28 April 2021 Consultancy.uk 3 min. read

What is the most disruptive force in business today? Turns out, it’s not Covid-19 – according to a new AlixPartners survey. The rate of digitalisation – and other changes to business and society – appear to be furrowing more brows than the global pandemic. 

Management consultancy AlixPartners surveyed 3,000 business executives worldwide, for an idea of what keeps them awake at night. As it happens, the pandemic is an immediate challenge that most businesses have to manage, but the majority are confident in their ability to survive.

Instead, the rate of technological change, environmental concerns, constant threats from new business models, seismic regulatory shifts, data privacy issues and changing consumer behaviour have executives worried. These forces were certainly accelerated by the pandemic, but were unfolding at a global level long before 2020. 

Top disruptive forces for businesses today

According to AlixPartners CEO Simon Freakley, businesses now find themselves a touch overwhelmed by the scale of change. “The reality is that it’s not any one disruptive force confronting business. A multitude of interconnected and self-reinforcing factors are combining to challenge executives.” 

“This constant bombardment by disruptive forces leads to concerns over losing control. Business models and strategies which have proven themselves successful over the time are fast becoming obsolete.” 

Indeed, nearly two-thirds of surveyed businesses – spanning defence, financial services, automotive, telecom, media, retail and other industries – report being extremely impacted by at least two forces at the same time. The pandemic and all its repercussions have only served to strengthen these impacts, and cement their permanence. 

Businesses are grappling with multiple disruptive forces

Multiple problems prompt a multitude of solutions – and respondents to the survey have taken an average of three actions in response to disruptive forces. Front and centre is digital transformation, which has been put on a fast track since Covid-19. More than 50% of executives have upped their investment in advanced technology. 

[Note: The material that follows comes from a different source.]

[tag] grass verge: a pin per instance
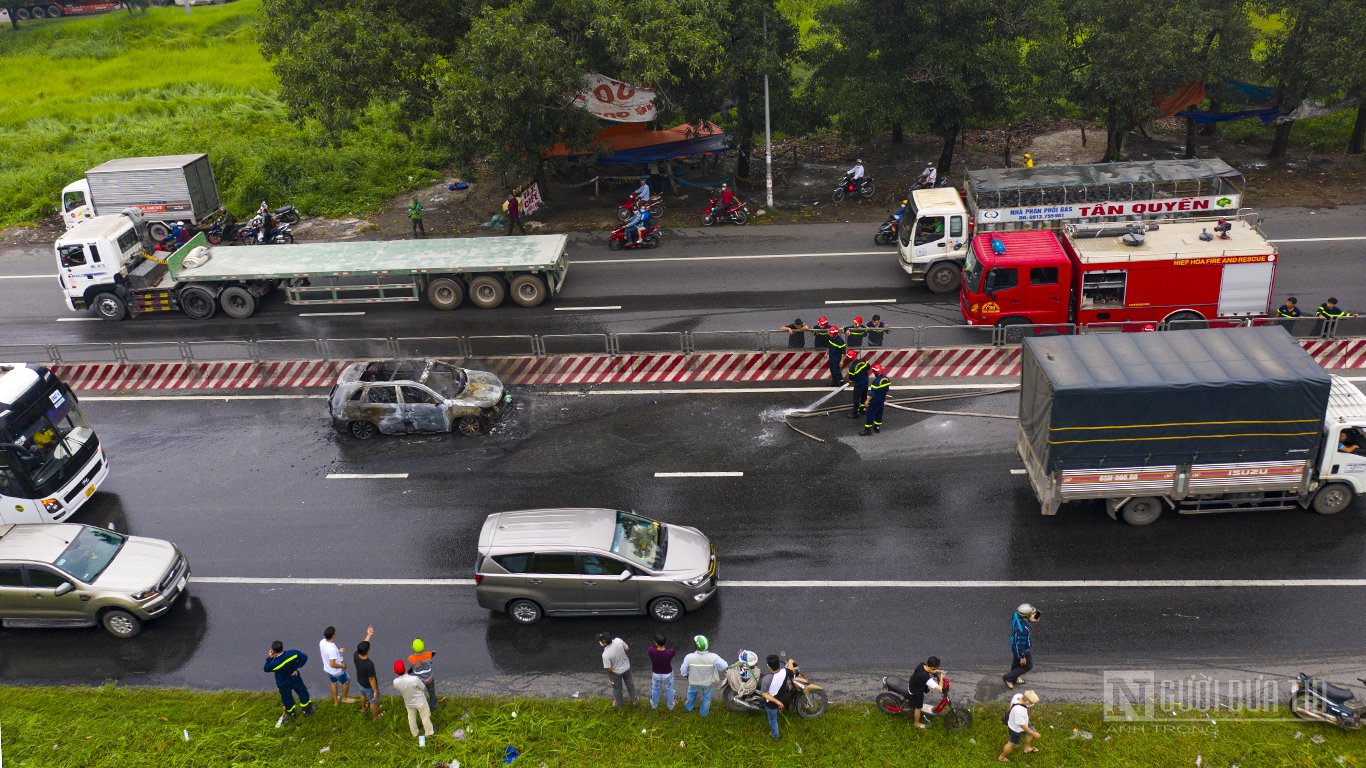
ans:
(131, 727)
(78, 92)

“Amongst these technology investments, bringing data and analytics to the center of all activities has become an urgent task across all industries. For consumer-facing businesses, using these technologies to recalibrate in the face of rapidly shifting and unpredictable behaviors is essential,” explained Freakly. 

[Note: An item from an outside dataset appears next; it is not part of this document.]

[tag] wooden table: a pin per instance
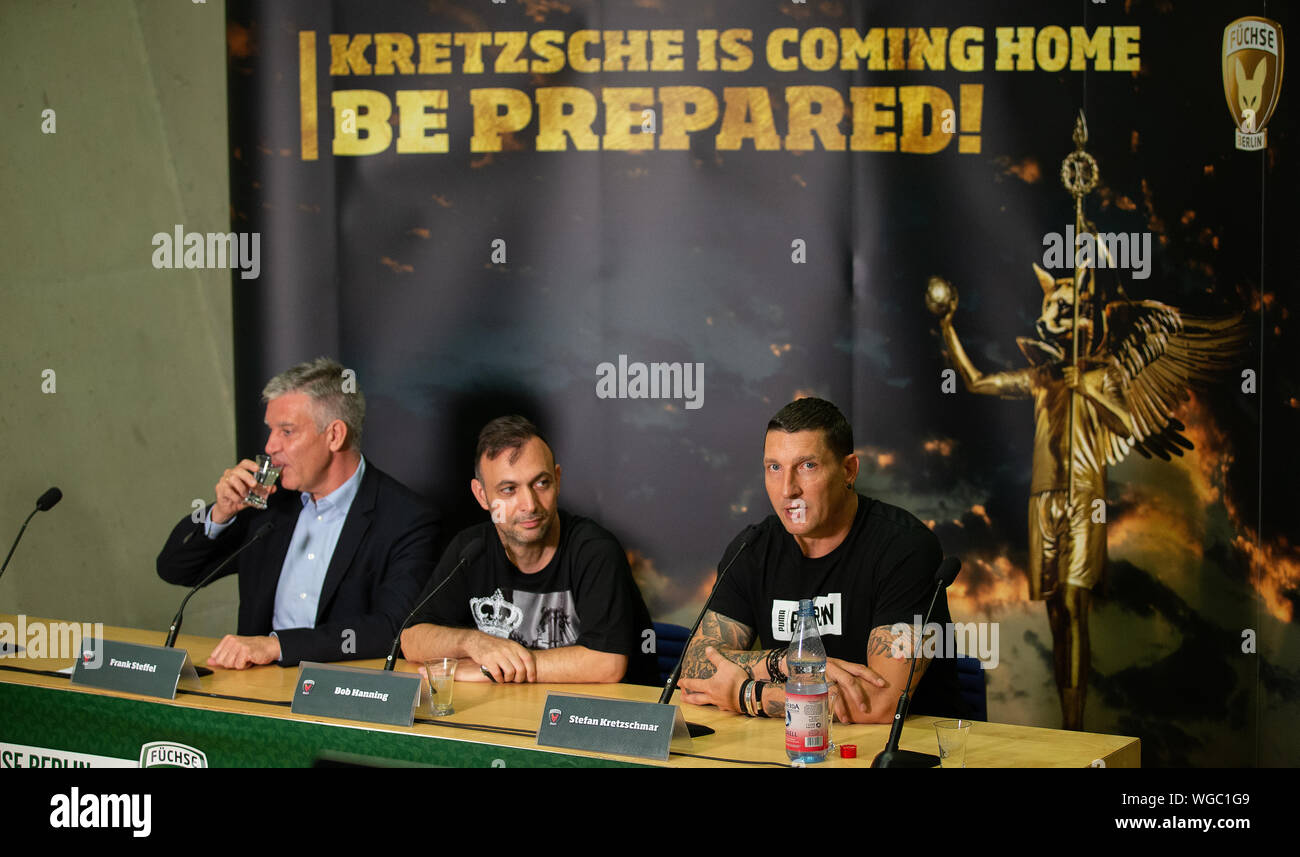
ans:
(242, 718)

Other strategies include entering new markets, reviewing costs, finding new revenue streams, strategic hiring, focusing on values, strategic mergers and acquisitions, a shift to remote working, and collaborating with cross-industry-competitors – all demonstrating the range of disruptive factors at play.

Top strategies in response to disruption

All things considered, the researchers suggest that disruption is here to stay – and is in fact a driving force of modern-day economic growth. According to Freakley, the strategies listed above are undoubtedly effective means to keep pace with, but have their limits when it comes to managing the scale of disruption. 

Cultural change

What businesses need – in conjunction with tech investments – is a change of culture. The biggest barriers to transformation usually boil down to the personal and professional attributes of people – be it their lack of necessary skill or an inertia to behavioural change. 

“Attracting top talent has long been front of mind for business leaders. A highly disrupted business environment brings a new focus to this issue as meeting the challenge of disruption requires a change of not just skillset but also a change of mindset,” noted Freakley. 

“The most successful organisations in the face of continued disruption will be built upon best-in-class digital tools and techniques married to agility of thought, speed to action, and a relentless focus on execution,” he concluded.